This book is one of a series on values-based practice (VBP). It has a specific focus on teamwork and collaborative health care practice particularly, but not exclusively, in primary care. The health care teams considered include nurses (practice and advance practitioners), midwives, general practitioners (GPs) and hospital doctors, physiotherapists and other allied health professionals as well as receptionists and practice managers. The book considers the interactions between health care professionals and the way that these may be affected by differences in professional and personal values, amongst other factors. The scenarios are informed by my experience in general practice in both the UK and Australia, but they can be adapted to family medicine situations in other countries.
This book is thus for all health care professionals who work in teams or aspire to collaborative practice, and for educators who facilitate learners in teamwork. Health professional students should also find it useful and hopefully stimulating, while the scenarios may be helpful for learning activities.

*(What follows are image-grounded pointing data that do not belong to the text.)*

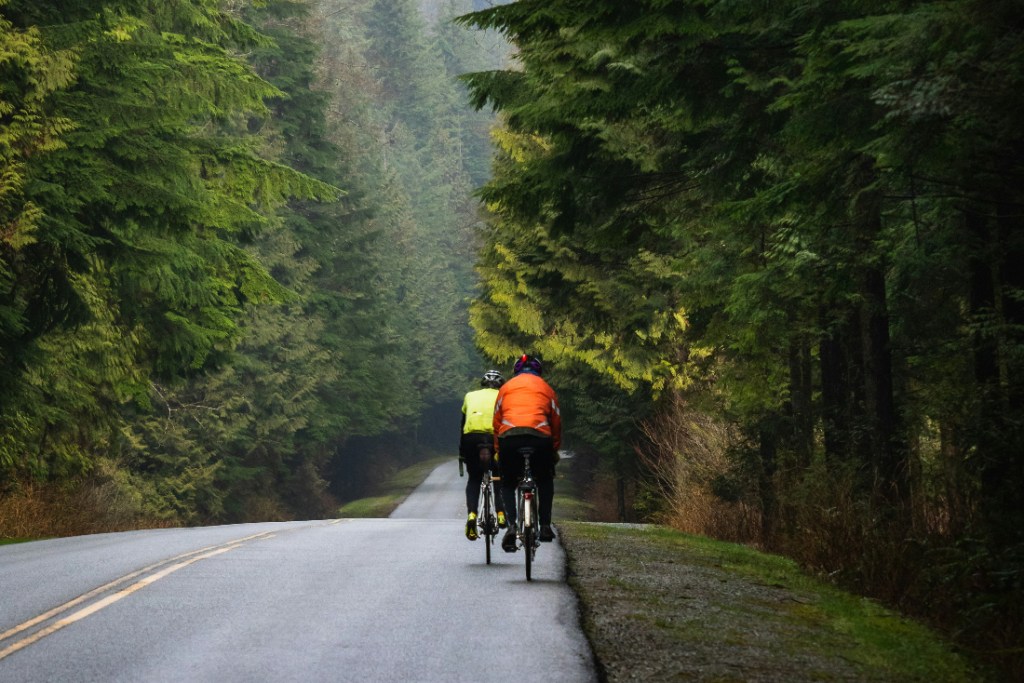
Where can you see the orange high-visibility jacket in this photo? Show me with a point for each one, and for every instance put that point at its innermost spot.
(526, 400)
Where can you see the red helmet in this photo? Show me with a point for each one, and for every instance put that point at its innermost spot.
(527, 363)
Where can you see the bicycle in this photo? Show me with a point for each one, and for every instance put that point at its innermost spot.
(526, 519)
(487, 503)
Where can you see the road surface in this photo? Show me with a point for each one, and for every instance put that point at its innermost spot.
(403, 599)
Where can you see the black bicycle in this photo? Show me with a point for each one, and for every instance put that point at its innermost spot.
(526, 507)
(487, 520)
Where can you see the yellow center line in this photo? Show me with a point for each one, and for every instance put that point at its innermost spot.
(195, 556)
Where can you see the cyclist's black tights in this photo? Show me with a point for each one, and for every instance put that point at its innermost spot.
(541, 464)
(469, 451)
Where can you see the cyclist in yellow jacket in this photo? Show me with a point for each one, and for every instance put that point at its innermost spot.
(477, 416)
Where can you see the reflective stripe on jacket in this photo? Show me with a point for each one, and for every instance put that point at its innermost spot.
(526, 400)
(478, 407)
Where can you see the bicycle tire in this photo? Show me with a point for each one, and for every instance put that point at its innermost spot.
(488, 530)
(528, 531)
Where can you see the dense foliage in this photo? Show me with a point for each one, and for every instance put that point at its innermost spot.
(233, 238)
(799, 222)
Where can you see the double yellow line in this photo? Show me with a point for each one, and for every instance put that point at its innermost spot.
(109, 594)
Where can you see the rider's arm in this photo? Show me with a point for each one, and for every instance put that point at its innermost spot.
(556, 422)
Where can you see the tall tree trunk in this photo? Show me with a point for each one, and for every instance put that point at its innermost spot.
(799, 408)
(888, 455)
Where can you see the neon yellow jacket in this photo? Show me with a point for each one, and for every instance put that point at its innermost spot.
(478, 408)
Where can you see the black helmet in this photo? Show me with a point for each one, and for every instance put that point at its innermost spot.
(492, 379)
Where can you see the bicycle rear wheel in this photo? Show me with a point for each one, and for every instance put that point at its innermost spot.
(489, 524)
(529, 532)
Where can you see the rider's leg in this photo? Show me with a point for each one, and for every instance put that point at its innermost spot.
(469, 451)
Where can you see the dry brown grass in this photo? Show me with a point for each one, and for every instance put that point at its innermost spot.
(687, 453)
(34, 511)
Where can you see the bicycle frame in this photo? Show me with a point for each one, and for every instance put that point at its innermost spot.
(526, 508)
(487, 502)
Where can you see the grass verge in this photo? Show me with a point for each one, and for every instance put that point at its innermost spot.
(394, 491)
(700, 609)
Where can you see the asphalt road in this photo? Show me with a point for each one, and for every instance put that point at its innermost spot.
(401, 599)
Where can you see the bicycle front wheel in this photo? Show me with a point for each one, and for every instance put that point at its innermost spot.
(489, 529)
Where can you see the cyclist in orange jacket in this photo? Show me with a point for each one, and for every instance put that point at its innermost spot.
(526, 414)
(477, 412)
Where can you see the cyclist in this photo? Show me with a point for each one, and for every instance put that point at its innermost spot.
(526, 414)
(477, 411)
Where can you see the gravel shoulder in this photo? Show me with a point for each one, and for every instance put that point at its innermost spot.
(659, 605)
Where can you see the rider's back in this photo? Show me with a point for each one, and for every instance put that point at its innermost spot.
(526, 401)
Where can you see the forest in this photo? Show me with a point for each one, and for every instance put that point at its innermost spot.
(236, 253)
(252, 253)
(772, 254)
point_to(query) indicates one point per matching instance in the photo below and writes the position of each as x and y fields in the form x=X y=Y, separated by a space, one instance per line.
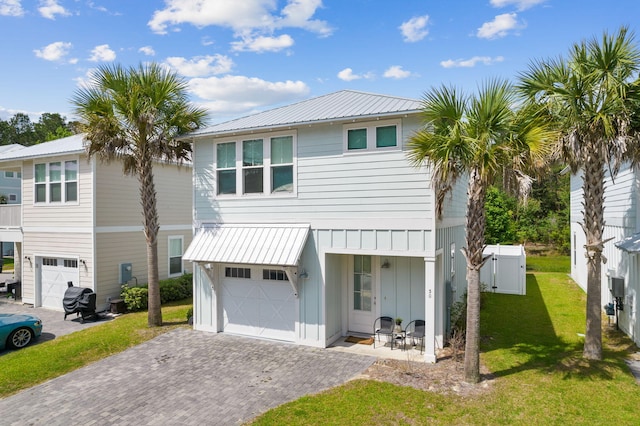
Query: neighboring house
x=310 y=223
x=622 y=250
x=80 y=221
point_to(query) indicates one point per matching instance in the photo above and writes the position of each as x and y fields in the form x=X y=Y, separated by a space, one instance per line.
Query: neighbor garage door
x=261 y=308
x=54 y=275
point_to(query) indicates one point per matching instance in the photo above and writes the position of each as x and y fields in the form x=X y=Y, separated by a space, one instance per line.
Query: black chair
x=384 y=326
x=415 y=331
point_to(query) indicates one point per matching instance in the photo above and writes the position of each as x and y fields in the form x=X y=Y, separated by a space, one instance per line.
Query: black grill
x=79 y=301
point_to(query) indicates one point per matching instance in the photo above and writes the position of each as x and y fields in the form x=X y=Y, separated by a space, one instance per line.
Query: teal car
x=18 y=330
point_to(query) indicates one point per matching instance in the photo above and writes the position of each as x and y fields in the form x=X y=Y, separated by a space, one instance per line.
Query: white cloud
x=472 y=62
x=200 y=65
x=11 y=8
x=253 y=22
x=147 y=50
x=396 y=71
x=519 y=4
x=50 y=8
x=102 y=53
x=415 y=28
x=263 y=44
x=499 y=27
x=54 y=51
x=235 y=94
x=348 y=75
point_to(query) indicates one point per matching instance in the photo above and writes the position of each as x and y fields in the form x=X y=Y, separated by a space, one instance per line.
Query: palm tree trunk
x=473 y=252
x=593 y=188
x=151 y=229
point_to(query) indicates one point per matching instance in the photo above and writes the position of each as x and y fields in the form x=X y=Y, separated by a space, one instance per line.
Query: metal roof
x=630 y=244
x=68 y=145
x=256 y=244
x=342 y=105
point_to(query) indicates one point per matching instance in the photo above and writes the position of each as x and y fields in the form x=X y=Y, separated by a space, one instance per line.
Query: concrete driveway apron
x=184 y=377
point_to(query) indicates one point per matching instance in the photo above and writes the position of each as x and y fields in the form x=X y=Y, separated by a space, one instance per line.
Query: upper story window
x=56 y=182
x=372 y=136
x=257 y=165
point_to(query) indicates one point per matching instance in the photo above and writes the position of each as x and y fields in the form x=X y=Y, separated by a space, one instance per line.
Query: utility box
x=616 y=286
x=505 y=270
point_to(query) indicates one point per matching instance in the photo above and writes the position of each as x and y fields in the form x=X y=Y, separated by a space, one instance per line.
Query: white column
x=430 y=309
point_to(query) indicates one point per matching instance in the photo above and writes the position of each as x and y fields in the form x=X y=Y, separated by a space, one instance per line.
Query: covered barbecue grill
x=79 y=300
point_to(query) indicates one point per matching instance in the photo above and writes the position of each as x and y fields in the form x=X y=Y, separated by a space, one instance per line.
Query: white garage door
x=54 y=275
x=262 y=308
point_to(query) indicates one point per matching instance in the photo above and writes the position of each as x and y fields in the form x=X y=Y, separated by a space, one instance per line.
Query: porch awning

The text contributes to the literature on consultation and communication skills by adding the dimension of values-based practice, which is rarely mentioned in other work of this nature. It is a practical guide, underpinned by theory, to health care interactions. The underlying philosophy of values-based practice, as described and discussed by my colleagues, Professors Bill Fulford and Ed Petle, in their own work, will be the starting point for the text. However I also consider and reflect on working in teams and the importance of communication.
Health and social care within the NHS in the UK is now largely team based; from the primary care team of community settings to the multidisciplinary teams of secondary care, as particularly exemplified by cancer and diabetes management. he ageing population and the rise in the incidence of long term chronic and complex conditions mean that one health care professional is unlikely to have the knowledge and skills to provide complete care. The growing team work literature highlights the difficulties of diverse professionals coming together to work together with their unique professional identities, their changing roles and responsibilities and, for many, their lack of training in teamwork at prequalification level. Add to this both personal and professional values bases, and we can see that communication is fraught with difficulty. Poor communication is implicated as a major cause of adverse events in health care and leads to poor patient safety. Lack of communication between professionals and dysfunctional teamwork have been repeatedly shown to contribute to poor patient and client outcomes.